A coincidência é bizarra porque a obra imagina uma França do futuro próximo (2022, hoje já passado) em que a mudança de demografia, o cansaço democrático e o vazio espiritual favorecem a ascensão de um governo muçulmano moderado, aceito pela elite intelectual e institucional em nome da estabilidade e de evitar a chegada da extrema direita ao poder.
O protagonista desse enredo chama-se François. O nome não é acidental, é quase um trocadilho, já que o autor, de certa forma, quer simbolizar “o francês”. Ele é um professor universitário cético e apático, que não se interessa por política e cujos impulsos se limitam a comer e beber bem e ao sexo sem maiores compromissos. Após essa mudança na sociedade, legitimada pelas eleições presidenciais, ele assiste à transformação das universidades e do Estado com indiferença crescente, até perceber que sua própria sobrevivência profissional depende da conversão religiosa.
Nessa ficção, o direito aparece não como resistência, mas, sutilmente, quase implicitamente, como instrumento de adaptação, como o mecanismo que organiza a rendição de uma cultura a outra. As eleições, um fenômeno milimetricamente ordenado pelo direito, serviram como legitimação de uma metamorfose estrutural: a França passa a ser um Estado muçulmano.

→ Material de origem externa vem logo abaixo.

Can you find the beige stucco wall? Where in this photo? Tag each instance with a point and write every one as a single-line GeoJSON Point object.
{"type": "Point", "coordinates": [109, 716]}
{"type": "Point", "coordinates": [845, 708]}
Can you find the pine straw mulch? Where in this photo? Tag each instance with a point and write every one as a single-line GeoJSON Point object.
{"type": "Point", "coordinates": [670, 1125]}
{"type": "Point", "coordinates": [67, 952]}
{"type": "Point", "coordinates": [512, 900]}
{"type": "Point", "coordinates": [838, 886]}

A crise que precedeu essa transformação, retratada por Houellebecq foi, em última instância, uma crise narrativa: a perda da capacidade de imaginar alternativas à ordem política dominante no pós-guerra e depois do processo de descolonização, em que duelaram a centro-esquerda e a centro-direita em um tédio político chapado.
Na sociedade islamizada que se segue, mulheres voltam ao ambiente doméstico, a poligamia é legalizada e as universidades são deslaicizadas. Uma mudança constitucional se revela.
É uma suposição literária, uma proposta distópica polêmica, pois pode ser enxergada como xenófoba, mas é, também, um exercício de imaginação constitucional. Na França foi o islamismo, mas em outras sociedades pode ser um outro modelo cultural, religioso ou ideológico que se aproprie do Estado e reconfigure por inteiro um modelo de país. E, como imaginou Houellebecq, isso pode vir sem maior conflito, por meio de eleições. Basta que uma determinada designação religiosa cresça o suficiente para formar maioria de votantes.
É fácil fazer ilações a partir dessa hipótese, em outros países, inclusive o Brasil. A leitura de “Submissão” permite ver que a imaginação social, e a jurídica em particular, se atrofiada, pode conduzir à submissão normativa: o direito pode se render à outras formas de construção do comportamento, como a religião.